Stock Market See-Saw

Yesterday, I wrote about how the stock market plunge in China and the subsequent drop in the U.S. markets was not something anyone other than short-term investors should be worried about. Typically, I wouldn’t write another article about the stock market again right away, because I believe that most people would be better off watching the markets less, rather than more.

But, I couldn’t resist today. Yesterday, there was an article that included the word “Bearmageddon” suggesting that a bear market of armageddon-like proportions was in the offing after the U.S. markets closed down six-days in a row. Other articles couldn’t stop pointing out thing like the biggest drop ever, or the longest-streak of down days since whenever, and so on.

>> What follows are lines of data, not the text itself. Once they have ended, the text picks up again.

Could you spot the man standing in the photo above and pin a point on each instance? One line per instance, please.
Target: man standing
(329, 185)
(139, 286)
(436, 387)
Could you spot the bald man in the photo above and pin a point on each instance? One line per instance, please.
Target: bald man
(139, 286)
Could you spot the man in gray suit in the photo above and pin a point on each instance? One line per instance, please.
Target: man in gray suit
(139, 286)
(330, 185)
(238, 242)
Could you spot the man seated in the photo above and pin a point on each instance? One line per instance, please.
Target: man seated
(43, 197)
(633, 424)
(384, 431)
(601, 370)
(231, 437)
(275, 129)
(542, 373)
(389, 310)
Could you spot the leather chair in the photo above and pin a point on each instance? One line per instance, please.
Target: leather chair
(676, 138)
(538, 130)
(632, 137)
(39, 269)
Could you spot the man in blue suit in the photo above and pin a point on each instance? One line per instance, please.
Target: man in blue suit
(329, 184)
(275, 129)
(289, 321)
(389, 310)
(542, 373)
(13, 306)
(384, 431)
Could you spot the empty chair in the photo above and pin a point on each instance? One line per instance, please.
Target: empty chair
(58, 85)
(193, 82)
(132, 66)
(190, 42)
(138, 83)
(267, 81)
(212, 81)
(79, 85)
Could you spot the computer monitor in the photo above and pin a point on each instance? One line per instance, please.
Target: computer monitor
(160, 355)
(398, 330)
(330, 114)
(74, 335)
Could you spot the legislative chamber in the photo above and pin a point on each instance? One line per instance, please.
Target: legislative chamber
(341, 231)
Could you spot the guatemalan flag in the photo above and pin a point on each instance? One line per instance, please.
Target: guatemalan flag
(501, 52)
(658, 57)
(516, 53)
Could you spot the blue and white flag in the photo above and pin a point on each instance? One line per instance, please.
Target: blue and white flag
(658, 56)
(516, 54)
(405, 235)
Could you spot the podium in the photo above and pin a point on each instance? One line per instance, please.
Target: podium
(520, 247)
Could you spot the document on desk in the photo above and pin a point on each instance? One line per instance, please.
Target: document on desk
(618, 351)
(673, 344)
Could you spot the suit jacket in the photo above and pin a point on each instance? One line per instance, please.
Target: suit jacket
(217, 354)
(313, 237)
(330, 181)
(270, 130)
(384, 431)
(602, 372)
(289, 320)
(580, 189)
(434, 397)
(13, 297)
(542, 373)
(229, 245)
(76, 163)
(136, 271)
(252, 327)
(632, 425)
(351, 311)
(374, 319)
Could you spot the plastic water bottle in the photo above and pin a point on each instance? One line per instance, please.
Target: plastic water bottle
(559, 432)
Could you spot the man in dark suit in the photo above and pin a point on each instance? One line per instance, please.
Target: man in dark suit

Today, the markets closed up. The stories today are about the “biggest gain in almost 4 years.”

Talk about whiplash.

The reality is that the U.S. stock market trades, in the long-term, based upon the fundamentals of the United States’ economy. While it is true that the issues in other countries, like China, can inform potential issues in the U.S. economy, it is important to remember that those issues must be American issues, not Chinese issues.

The truth is that the Chinese economy could crater into a mass recession without necessarily taking the U.S. with it. In fact, thanks to China’s restrictive business policies, American company’s exposure to China is often comically limited, often by a force partner from China itself. While reduced demand from China wouldn’t be anyone’s first choice, the reality is that few company’s count on China for a large portion of their revenues. Even the short-lived concern about iPhone sales in China is probably a small factor to Apple if sales held steady or increased elsewhere.

The point is, that like always, the media love to shout attention grabbing headlines. But, in a year, will this be the beginning of a market correction, bear market, or just a few days of crazy volatility?

The Dow’s 619 point rise today wipes out yesterday’s 200-ish point decline and then some. Who was right, yesterday or today?

It really doesn’t matter compared to who was right last year, or the last five-years?